It is therefore no surprise that in the markets where they are available mobile remittances have captured significant market share over a short period of time. Possibly the best known are the M-Pesa service offered by Safaricom (a Vodafone subsidiary) in Kenya for in-country transfers, and G-Cash offered by Globe Telecom in the Philippines, for both in-country and cross-border transactions. Most mobile remittance services work for the user in similar ways: the sender goes to an ‘agent’ of the telecommunications provider (usually independent shops that offer convenience items as well as providing services for the telecom, such as minutes sales) and registers himself and his receiver for the service. When the remitting customer wants to send money, the sender gives cash or a credit card to the agent. The money is credited to his account as value. He then ‘sends’ the money to his receiver’s phone. Once the receiver gets an SMS telling him he has money waiting for him, he goes to his local agent to cash in his remittance. The cost of an M-Pesa transaction is around $1, significantly less than what Kenyans pay to send money with the Postal Corporation, a popular sender of in-country remittances, and much less risky than handing an envelope of cash to a bus driver, a common alternative.

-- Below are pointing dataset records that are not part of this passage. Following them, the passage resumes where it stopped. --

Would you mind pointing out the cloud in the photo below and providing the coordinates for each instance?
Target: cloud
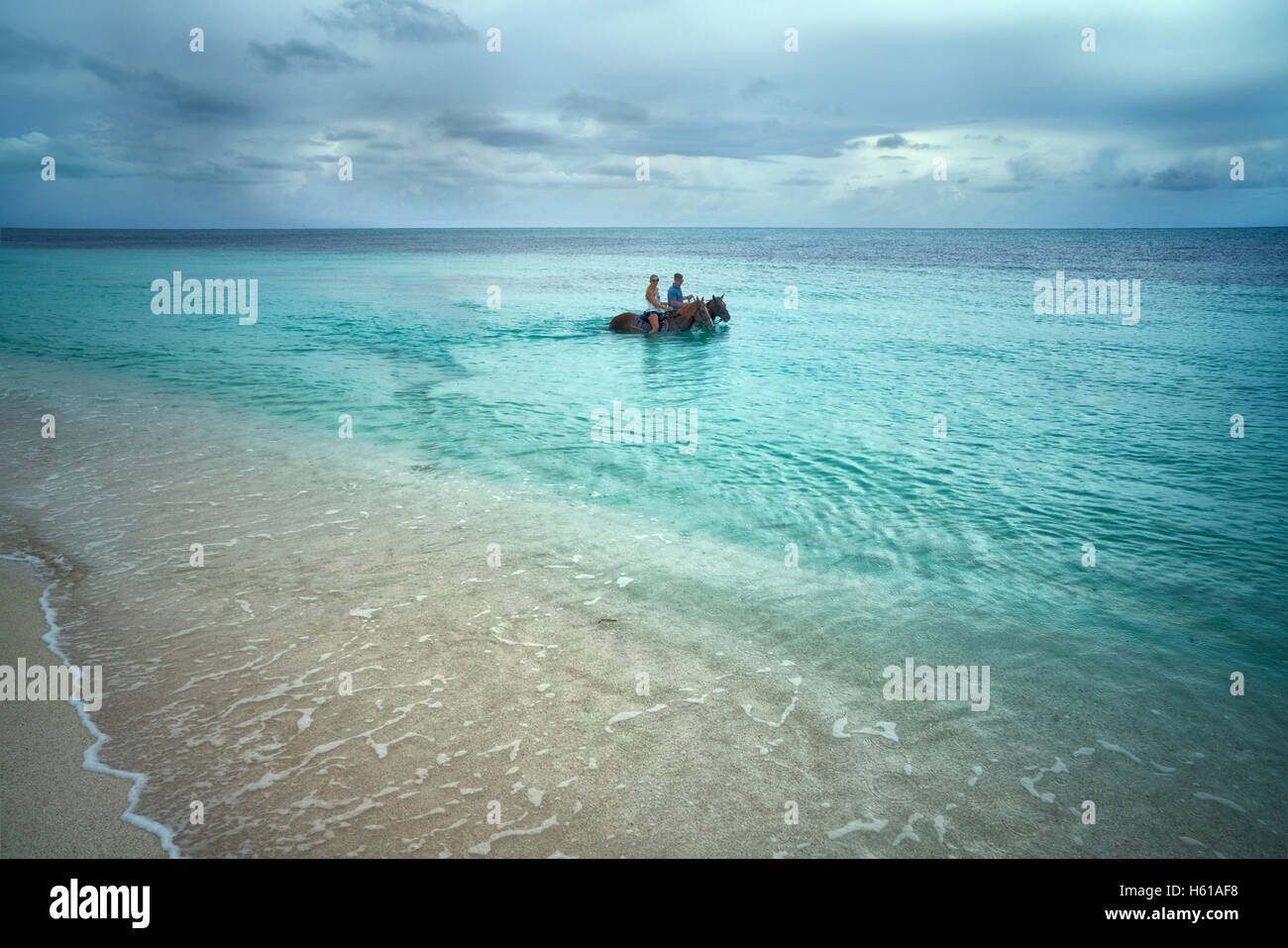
(24, 52)
(349, 136)
(301, 54)
(397, 21)
(1183, 179)
(578, 104)
(160, 86)
(490, 130)
(758, 88)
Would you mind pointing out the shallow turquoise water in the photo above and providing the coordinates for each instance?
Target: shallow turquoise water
(812, 427)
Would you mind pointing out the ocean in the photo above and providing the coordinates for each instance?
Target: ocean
(885, 456)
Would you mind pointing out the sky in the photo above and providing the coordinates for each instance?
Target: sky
(887, 114)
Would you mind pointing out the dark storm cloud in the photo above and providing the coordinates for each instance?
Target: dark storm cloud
(301, 54)
(1184, 179)
(161, 88)
(397, 21)
(26, 53)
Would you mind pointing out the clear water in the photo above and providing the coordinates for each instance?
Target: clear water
(814, 427)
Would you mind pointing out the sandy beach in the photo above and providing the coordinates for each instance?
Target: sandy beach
(352, 673)
(56, 809)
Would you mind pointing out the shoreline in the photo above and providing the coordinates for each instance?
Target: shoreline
(516, 683)
(58, 807)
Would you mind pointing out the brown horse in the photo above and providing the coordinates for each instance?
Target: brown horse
(681, 321)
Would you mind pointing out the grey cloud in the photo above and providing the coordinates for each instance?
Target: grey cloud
(24, 52)
(1183, 179)
(578, 104)
(397, 21)
(758, 88)
(159, 86)
(349, 136)
(301, 54)
(489, 130)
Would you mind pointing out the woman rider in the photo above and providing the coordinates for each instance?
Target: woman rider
(655, 303)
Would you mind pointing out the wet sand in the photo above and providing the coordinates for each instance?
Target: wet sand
(51, 806)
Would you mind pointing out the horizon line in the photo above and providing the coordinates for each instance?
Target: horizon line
(645, 227)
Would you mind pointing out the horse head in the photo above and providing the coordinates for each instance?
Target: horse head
(703, 316)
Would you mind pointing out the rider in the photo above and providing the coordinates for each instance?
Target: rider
(655, 303)
(675, 298)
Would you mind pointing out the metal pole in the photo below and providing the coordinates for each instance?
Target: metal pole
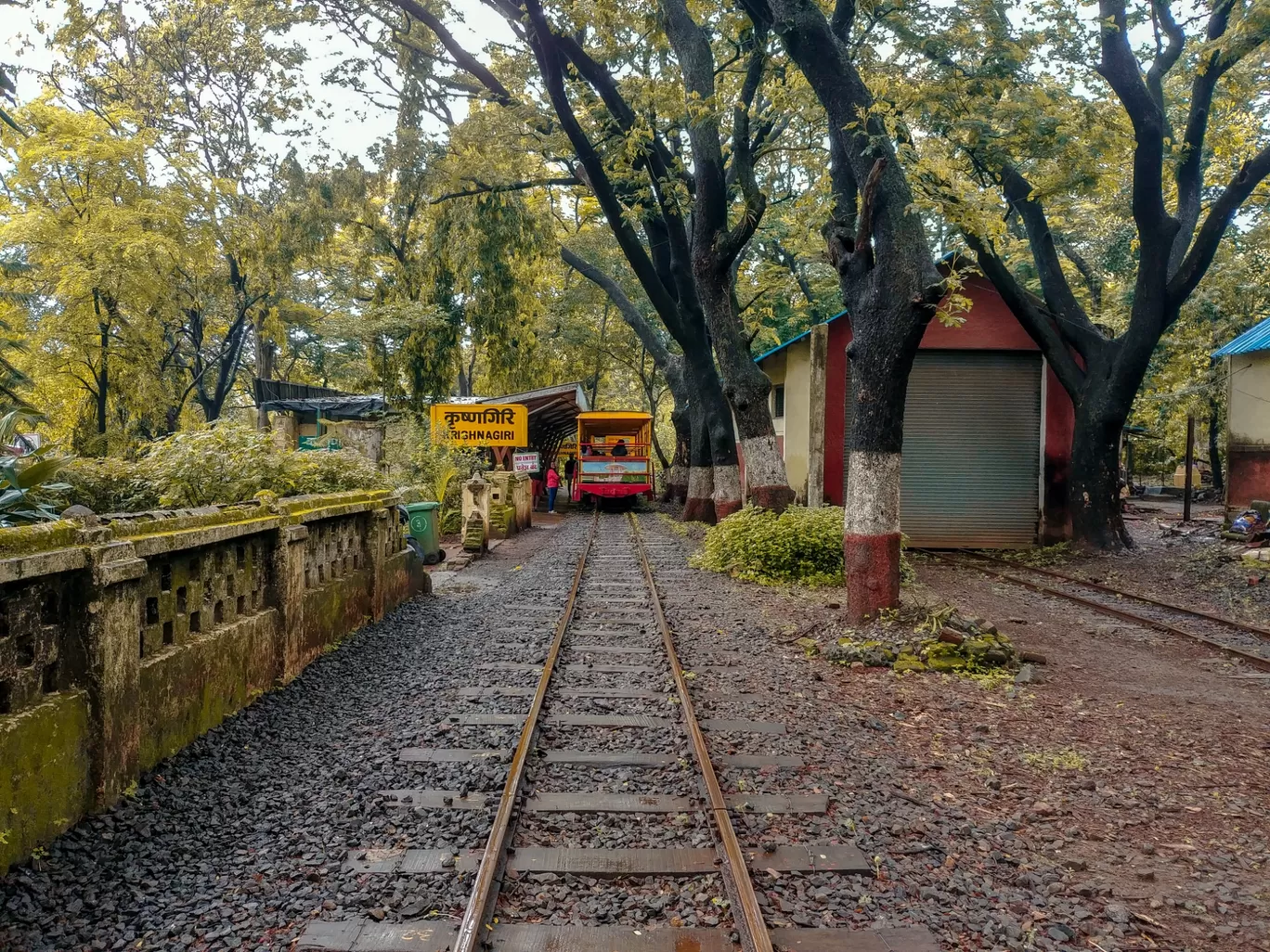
(1190, 466)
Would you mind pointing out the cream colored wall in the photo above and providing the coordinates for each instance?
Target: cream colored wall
(1250, 399)
(797, 414)
(775, 369)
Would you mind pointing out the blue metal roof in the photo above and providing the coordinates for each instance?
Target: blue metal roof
(1256, 338)
(794, 341)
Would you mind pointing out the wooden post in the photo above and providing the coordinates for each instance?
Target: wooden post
(1190, 466)
(815, 425)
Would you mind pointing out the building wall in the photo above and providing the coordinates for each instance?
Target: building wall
(797, 414)
(1249, 438)
(988, 327)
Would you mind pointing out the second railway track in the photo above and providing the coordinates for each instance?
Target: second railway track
(608, 739)
(1232, 637)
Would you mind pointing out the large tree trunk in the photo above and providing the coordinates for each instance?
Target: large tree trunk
(745, 387)
(714, 476)
(882, 352)
(1094, 494)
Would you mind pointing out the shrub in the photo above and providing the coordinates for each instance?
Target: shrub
(799, 546)
(110, 485)
(330, 472)
(227, 462)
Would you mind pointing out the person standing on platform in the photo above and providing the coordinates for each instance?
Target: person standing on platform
(552, 486)
(569, 468)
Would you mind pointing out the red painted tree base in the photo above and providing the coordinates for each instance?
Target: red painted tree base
(872, 565)
(700, 509)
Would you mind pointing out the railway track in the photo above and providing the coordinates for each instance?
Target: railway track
(607, 734)
(1235, 638)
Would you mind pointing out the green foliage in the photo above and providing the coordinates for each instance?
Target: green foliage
(799, 546)
(26, 482)
(227, 462)
(110, 485)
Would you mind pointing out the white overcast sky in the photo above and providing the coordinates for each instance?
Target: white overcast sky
(355, 123)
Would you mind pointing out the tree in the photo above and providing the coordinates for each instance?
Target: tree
(680, 231)
(886, 273)
(92, 237)
(1163, 135)
(207, 80)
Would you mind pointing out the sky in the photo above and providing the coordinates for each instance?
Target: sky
(355, 122)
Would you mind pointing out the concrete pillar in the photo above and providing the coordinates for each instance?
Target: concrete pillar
(815, 428)
(382, 526)
(114, 668)
(289, 598)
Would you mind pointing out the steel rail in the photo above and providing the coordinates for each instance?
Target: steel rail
(484, 887)
(1255, 661)
(734, 861)
(1134, 596)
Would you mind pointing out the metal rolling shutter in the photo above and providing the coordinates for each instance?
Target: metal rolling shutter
(972, 449)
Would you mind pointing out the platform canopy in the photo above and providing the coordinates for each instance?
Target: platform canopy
(281, 396)
(552, 413)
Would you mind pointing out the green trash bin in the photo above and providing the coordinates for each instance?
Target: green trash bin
(424, 537)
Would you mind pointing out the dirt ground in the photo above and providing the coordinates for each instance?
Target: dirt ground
(1133, 769)
(1138, 763)
(1176, 561)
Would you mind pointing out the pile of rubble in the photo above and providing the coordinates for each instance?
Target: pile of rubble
(963, 645)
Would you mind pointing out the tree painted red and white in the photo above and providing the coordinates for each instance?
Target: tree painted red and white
(888, 279)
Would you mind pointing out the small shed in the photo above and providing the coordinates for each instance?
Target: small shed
(987, 428)
(552, 416)
(1248, 433)
(305, 414)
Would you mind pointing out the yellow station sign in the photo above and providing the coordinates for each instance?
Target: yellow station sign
(482, 424)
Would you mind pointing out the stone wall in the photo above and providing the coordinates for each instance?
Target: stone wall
(123, 641)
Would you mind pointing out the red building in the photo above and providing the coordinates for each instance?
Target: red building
(987, 428)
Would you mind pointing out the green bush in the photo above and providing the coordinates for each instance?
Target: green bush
(227, 462)
(799, 546)
(110, 485)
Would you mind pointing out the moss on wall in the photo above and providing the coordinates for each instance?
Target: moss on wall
(76, 751)
(26, 540)
(188, 689)
(45, 773)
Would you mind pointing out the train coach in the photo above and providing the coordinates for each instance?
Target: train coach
(614, 456)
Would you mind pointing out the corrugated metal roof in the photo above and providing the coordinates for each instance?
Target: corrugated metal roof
(794, 341)
(1256, 338)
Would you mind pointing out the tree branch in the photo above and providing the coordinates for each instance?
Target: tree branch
(627, 307)
(1076, 325)
(1219, 216)
(844, 18)
(510, 187)
(552, 74)
(1169, 55)
(1119, 68)
(1189, 174)
(462, 58)
(1030, 313)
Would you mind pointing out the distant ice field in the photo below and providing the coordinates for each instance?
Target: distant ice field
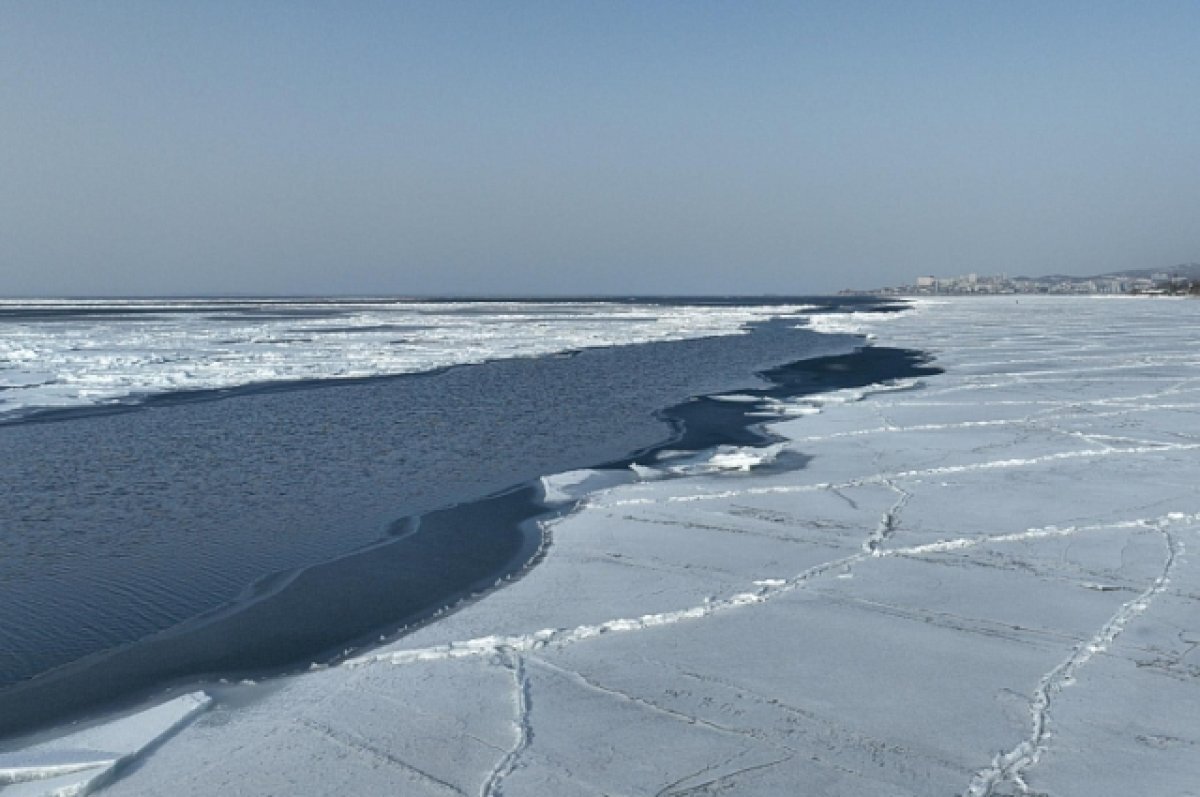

Literally millions of people have signed up for these services—Safaricom alone claims to have more than 5 million registered users for M-Pesa. If there was any doubt that there is pent up demand for financial services in the developing world, a crowd of 5 million remitters should resolve it. The response that banks in Kenya are having to the success of M-Pesa also suggests that Safaricom is most definitely on to something: In December of last year, a group of banks reportedly lobbied the Kenyan finance minister to audit M-Pesa, in an effort to have the service shut down. Bankers claim that their concern is primarily that Safaricom is providing a financial service without the regulatory infrastructure to support it, and that people might lose their money. But might the response primarily be driven by fear that another player has come in and captured a potentially lucrative customer base that banks have to date been unwilling or unable to serve?

As satisfying as it might be to dismiss banks as conservative dinosaurs, the banking community should not be entirely overlooked as providers of services to the poor. A favored position among development experts is that access to formal financial services improves individual and household well-being among the poor, by promoting savings and providing access to capital, among other things. Services like M-Pesa allow remitters to keep more of their cash and send it safely. Yet people could profit from other services as well. M-Pesa could conceivably be doctored into an ad hoc savings mechanism, where individuals “remit” funds, but the recipient (maybe a household member) does not pick them up for a period of time, but it is not likely to become much more than that. The poor need a range of financial services, not just remittances, a fact recognized last week by the UK’s Department for International Development (DFID—a co-sponsor, incidentally, of M-Pesa) announcement of an initiative aimed at developing mobile banking offerings in developing countries. First among the countries mentioned was Kenya, though it also included Pakistan, Nigeria, Ghana and others. Investment, plus a bit of competitive pressure from unexpected sources, may encourage banks to be more creative about how they develop offerings for under-served individuals.